Imagem das Redes Sociais

 

Se há alguma coisa de bom na quarentena imposta ao mundo, são as lives, que rolam durante todo dia nas Redes Sociais. Vejo muitas, faço algumas, tenho aprendido bastante. Hoje fiquei colado na live do Padre Fábio de Melo, que não conheço mas admiro, com Ronaldo Fenômeno. Tudo muito humano, longe do glamour, que sempre vemos nestes dois grandes personagens.

Ronaldo está retido, sozinho, há 25 dias em Madrid. Na verdade, tem a companhia de duas cachorrinhas. Ele não conseguiu embarcar antes do fechamento dos aeroportos e sua rotina virou tão simples, num enorme apartamento em Madrid, como a nossa em nossas casas aqui no Brasil.

E ele foi um narrador do momento espanhol. Falou do aumento das agressões familiares, das rápidas fugas com as cachorrinhas pelas ruas, antes que algum policial o aborde e contou também sobre mais de duas mil prisões por desobediência ao confinamento. Até helicópteros são usados, passando mensagens fortes aos que resolvem circular indevidamente.

E como um homem comum, todos os dias, as 20 horas, sai na varanda para aplaudir as pessoas, que estão cuidando da população, mesmo expondo-se a riscos. Os médicos, enfermeiros e trabalhadores dos hospitais, são homenageados, neste ritual, diariamente na Espanha. O jogador extraordinário estava humanizado. Falou da infância e de seus projetos sociais e contou do constrangimento de não poder tirar fotos com os entregadores de alimentos, que se emocionam ao vê-lo retirar suas entregas. Abraços e fotos próximas, estão proibidas.

E se emocionou lembrando o dia, que aos 9 anos, foi esnobado por um jogador do Flamengo, depois de ficar horas na saída do Maracanã para tentar um autógrafo, ao lado do pai. Não disse o nome, mas reverenciou que quem ajeitou tudo, Zico, seu ídolo maior Não espera ver Zico. Era sonhar demais. Mas ele veio, tirou uma foto e autografou um papel, que o futuro craque guarda até hoje.

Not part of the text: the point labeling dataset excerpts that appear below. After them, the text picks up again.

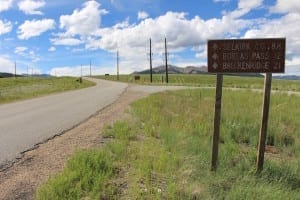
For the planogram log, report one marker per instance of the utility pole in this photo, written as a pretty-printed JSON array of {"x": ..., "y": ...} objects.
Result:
[
  {"x": 90, "y": 68},
  {"x": 150, "y": 62},
  {"x": 15, "y": 69},
  {"x": 166, "y": 57},
  {"x": 117, "y": 65}
]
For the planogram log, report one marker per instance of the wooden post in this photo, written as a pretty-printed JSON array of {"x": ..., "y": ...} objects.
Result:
[
  {"x": 150, "y": 62},
  {"x": 117, "y": 65},
  {"x": 264, "y": 123},
  {"x": 166, "y": 59},
  {"x": 217, "y": 120}
]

Vi um Ronaldo comum, lembrando o garoto que conheci em 1993 num programa de televisão. Ele usava aparelho nos dentes era magrelinho e falava olhando para o chão. Depois, na Copa de 1994, ficava batendo papo com os repórteres, enquanto o time titular da seleção brasileira treinava. Essa relação mudou. Hoje ele evita as entrevistas e tem seus motivos. Não consegue atender a todos. Fazia tempo que não via Ronaldo assim. Lembrei do garotinho que conheci há 27 anos. O vírus está fazendo todo mundo refletir.